Mary Jane Mane and Cozy Canna Curls
Two original characters. Mary Jane Mane is a wild-haired lion surrounded by cannabis leaves — available in silver and black finishes. Cozy Canna Curls is the gold variant, same character with a warmer tone. These are some of my favorite pieces because the detail in the engraving really pops on the brushed metal surface.
The Copper Coin
This one is the centerpiece. A large copper-finish coin featuring a character with a grinder — the engraving on this piece is deep and the contrast between the copper surface and the burned lines gives it an almost antique coin feel.

High-Score Howie
A kid zoned out in front of a TV with a game controller, surrounded by snacks and smoke. “GAME OVER” on the screen. This one is engraved on a black and silver composite and it’s probably the most detailed piece in the collection. Every pixel of that retro TV came through clean.
The Lighter Coin
A zippo-style lighter with a cannabis leaf in the flame — simple, iconic, and it works at any size.

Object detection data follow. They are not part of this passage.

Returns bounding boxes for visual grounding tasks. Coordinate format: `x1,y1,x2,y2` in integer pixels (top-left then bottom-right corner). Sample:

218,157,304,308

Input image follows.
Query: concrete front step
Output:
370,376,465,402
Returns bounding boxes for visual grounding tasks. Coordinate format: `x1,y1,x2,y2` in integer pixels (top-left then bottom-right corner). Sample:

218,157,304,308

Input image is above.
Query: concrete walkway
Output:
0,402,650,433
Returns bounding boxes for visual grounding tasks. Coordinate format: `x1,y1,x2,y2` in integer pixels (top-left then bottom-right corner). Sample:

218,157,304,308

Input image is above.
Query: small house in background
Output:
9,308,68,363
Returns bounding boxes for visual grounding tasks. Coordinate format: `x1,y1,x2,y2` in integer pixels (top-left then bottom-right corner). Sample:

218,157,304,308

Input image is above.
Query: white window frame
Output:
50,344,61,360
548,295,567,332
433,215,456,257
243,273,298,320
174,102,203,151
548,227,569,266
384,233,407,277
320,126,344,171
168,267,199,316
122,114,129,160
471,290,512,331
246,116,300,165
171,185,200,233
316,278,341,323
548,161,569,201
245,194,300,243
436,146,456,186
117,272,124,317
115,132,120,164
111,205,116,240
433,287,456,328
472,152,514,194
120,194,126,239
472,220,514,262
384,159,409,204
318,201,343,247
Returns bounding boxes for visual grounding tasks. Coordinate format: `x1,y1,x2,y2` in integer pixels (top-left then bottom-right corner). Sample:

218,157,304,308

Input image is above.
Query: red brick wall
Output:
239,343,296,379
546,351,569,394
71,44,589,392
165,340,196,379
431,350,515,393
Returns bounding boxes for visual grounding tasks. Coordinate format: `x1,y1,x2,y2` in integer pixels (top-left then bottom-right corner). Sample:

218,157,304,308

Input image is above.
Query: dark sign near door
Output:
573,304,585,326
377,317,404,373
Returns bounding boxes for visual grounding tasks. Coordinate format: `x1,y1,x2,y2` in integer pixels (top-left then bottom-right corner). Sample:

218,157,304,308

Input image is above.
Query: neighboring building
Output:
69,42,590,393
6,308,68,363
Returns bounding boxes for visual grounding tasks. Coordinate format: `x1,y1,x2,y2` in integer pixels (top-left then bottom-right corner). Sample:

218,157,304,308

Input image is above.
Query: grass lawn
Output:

This design engraves well on the silver composite and makes a great standalone piece.

Graded Card Keychains
I also made miniature graded card slab keychains. If you’re in the trading card hobby, you know what a graded slab looks like. These are laser-engraved replicas on black acrylic with a clip — a fun crossover between card collecting and cannabis culture.

Introducing Nuggsco: A Marijuana Lifestyle Brand
I’ve owned the domain nuggsco.com for a while now. I originally had it set up to be a cat shop — and that was fine, but it never felt right. It was a placeholder for something I hadn’t figured out yet.
Now I have.
Nuggsco is becoming a marijuana lifestyle brand. Cannabis-themed art, laser-engraved metal products, apparel, and culture pieces — all designed and produced by me. I’m the sole female owner of both Cozyartz Media Group and Nuggsco, and this brand is built on my real experience with cannabis as medicine, not as a marketing gimmick.
What’s Next
I’m building out the full Nuggsco product line. More characters, more metal finishes, more products beyond badges and coins. I’m looking at coasters, display pieces, rolling tray inserts, and apparel with DTF prints of these designs.
These products are going to show up in our Whatnot live shows, on Nuggsco’s own storefront, and eventually through wholesale to smoke shops and dispensaries. The infrastructure is already in place — same Cloudflare edge stack that powers everything else I build.
This is the brand I was always supposed to make. It just took a layoff, a bankruptcy, and a whole lot of metal composite sheets to figure that out.